Rara vez era así de lujoso.

El superintendente de Kronborg quería tener contento a Nick Dial, así que lo colocó en los Aposentos Reales, unas habitaciones que se habían usado como residencia real durante casi cien años. La suite había sido construida para Federico II en la década de 1570 y conservaba los muebles originales. Una araña de oro colgaba del techo, sobre la mesa de banquetes que ahora le servía a él de escritorio.

Era raro que Dial tuviese privacidad cuando trabajaba en un caso, así que aquello le parecía el mayor de los lujos: la posibilidad de estar solo con sus pensamientos, por lo menos hasta que alguien viniera a buscar alguno de los documentos que había «tomado prestados» de la policía danesa cuando no estaban mirando.

Cada investigador tenía un método diferente de examinar las pruebas, su modo personal de hacer las cosas.
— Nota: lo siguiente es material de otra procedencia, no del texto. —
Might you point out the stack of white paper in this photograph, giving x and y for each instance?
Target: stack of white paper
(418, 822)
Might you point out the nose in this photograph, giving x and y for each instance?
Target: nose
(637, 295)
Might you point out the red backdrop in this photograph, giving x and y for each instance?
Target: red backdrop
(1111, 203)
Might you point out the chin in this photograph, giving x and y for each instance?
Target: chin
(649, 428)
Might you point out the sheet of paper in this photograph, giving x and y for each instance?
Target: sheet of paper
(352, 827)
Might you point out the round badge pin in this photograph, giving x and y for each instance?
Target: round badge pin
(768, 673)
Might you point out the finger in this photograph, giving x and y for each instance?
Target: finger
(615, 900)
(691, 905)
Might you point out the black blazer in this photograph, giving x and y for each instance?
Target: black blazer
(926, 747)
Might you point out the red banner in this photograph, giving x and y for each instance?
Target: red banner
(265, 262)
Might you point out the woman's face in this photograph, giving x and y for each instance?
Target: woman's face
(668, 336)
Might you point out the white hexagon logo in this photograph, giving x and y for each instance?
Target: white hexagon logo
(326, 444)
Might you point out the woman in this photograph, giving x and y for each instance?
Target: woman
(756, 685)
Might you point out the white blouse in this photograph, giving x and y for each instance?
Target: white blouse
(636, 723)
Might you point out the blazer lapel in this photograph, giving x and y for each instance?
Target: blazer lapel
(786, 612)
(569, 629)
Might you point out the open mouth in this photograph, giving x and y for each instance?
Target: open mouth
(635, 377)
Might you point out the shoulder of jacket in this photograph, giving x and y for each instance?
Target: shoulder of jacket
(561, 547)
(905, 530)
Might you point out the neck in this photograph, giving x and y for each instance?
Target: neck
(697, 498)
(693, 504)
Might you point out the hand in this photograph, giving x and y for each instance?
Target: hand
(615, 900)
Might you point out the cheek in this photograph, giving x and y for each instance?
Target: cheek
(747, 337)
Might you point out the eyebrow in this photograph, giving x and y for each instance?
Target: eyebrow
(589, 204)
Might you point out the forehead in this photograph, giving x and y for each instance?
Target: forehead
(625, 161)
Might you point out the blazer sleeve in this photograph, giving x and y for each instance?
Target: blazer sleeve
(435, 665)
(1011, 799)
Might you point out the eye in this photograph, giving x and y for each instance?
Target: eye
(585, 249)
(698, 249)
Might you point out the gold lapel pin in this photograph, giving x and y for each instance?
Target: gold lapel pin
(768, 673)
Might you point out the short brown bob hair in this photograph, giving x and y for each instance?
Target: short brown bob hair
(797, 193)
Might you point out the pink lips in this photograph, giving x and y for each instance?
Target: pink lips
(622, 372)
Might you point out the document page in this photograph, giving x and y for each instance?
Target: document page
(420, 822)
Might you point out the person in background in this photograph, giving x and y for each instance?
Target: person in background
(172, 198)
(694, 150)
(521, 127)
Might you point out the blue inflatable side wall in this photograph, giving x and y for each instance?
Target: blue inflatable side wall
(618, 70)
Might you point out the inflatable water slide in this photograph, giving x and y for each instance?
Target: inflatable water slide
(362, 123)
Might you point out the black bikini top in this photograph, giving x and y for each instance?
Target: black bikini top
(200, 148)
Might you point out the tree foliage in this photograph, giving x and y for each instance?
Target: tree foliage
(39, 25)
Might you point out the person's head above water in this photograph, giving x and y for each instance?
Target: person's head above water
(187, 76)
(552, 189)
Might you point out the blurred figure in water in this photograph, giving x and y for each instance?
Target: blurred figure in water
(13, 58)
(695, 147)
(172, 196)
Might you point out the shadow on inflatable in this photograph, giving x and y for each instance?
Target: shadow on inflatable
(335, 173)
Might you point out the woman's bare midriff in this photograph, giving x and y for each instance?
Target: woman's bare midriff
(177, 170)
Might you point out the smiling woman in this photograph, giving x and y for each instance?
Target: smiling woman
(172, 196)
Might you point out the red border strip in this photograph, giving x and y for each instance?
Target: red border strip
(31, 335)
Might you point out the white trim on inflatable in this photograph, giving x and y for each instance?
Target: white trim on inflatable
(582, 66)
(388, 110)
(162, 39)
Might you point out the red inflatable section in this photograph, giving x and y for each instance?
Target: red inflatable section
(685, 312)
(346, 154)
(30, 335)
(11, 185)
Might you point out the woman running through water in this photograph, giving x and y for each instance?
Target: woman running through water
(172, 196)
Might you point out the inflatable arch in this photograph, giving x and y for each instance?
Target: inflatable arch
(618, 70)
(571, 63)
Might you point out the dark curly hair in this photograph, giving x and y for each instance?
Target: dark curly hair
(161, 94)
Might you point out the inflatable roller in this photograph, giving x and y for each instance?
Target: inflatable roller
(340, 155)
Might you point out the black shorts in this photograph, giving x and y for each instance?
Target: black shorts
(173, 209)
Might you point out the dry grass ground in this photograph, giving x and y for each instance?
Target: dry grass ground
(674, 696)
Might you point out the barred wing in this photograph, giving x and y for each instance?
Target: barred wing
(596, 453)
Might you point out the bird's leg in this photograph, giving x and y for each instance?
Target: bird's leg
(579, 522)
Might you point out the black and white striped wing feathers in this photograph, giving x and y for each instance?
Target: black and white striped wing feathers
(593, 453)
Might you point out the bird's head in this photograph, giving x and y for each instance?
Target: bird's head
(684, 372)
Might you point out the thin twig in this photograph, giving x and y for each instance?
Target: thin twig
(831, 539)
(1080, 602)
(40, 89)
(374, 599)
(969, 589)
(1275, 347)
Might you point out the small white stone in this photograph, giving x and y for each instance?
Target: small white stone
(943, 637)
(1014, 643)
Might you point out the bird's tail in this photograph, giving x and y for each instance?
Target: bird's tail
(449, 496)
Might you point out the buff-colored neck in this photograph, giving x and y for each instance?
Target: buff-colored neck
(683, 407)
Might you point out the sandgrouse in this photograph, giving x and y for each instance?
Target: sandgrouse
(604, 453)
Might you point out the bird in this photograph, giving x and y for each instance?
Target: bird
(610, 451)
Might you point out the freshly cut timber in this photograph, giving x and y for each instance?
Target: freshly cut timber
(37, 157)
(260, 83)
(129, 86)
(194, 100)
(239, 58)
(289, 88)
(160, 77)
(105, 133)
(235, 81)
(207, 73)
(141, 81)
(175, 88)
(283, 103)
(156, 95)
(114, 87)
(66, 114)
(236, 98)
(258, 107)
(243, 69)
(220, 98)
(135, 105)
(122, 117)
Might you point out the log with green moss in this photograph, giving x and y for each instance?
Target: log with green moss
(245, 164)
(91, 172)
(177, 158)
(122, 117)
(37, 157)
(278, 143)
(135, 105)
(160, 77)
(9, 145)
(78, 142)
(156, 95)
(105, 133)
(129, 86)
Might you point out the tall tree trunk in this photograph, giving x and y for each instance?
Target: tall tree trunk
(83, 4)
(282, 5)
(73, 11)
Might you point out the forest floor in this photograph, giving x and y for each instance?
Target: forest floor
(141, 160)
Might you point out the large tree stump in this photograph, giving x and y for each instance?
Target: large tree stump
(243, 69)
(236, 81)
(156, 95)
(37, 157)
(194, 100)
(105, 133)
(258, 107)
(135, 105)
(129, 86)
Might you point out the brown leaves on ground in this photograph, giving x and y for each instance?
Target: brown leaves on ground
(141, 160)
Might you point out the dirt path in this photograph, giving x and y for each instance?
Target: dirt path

Algunos recogían observaciones con una grabadora, otros introducían la información en sus ordenadores. Pero a Dial no le funcionaba ninguna de esas técnicas. Él, cuando se trataba de las pruebas, era de la vieja escuela; prefería la sencillez del tablón a lo atractivo de la tecnología. Para él no había mejor manera de organizar un caso. Podía cambiar de lugar las cosas cuando quería hasta que todo quedaba donde debía estar, como un rompecabezas gigante que iba revelando la identidad secreta del asesino.

Lo primero que puso en la pizarra de Kronborg fueron fotos de la escena del crimen. Estaban tomadas desde varios ángulos y mostraban todos los detalles horrorosos que le hubiese gustado olvidar. El modo en que dos de las costillas de la víctima le habían atravesado la piel como si fuesen dos palillos chinos rotos clavados en un trozo de carne cruda, cómo le colgaba la mandíbula en un ángulo imposible, el aspecto de la sangre mezclada con heces y orina. Ésa es la realidad de un homicidio cualquiera, el tipo de cosas por las que Dial tenía que pasar para encontrar las respuestas que buscaba, como obtener más información sobre Erik Jansen. Ésa era la mejor manera de determinar por qué había sido escogido para morir. Conocer a la víctima para conocer al asesino, y eso suponía comenzar por las personas más próximas a Jansen: sus amigos, su familia y sus compañeros de trabajo. Claro que la cosa era más difícil de lo que parecía, porque estaban repartidos por toda Europa. Si a eso se le sumaba el problema del idioma y el secretismo del Vaticano, la dificultad llegaba al cielo.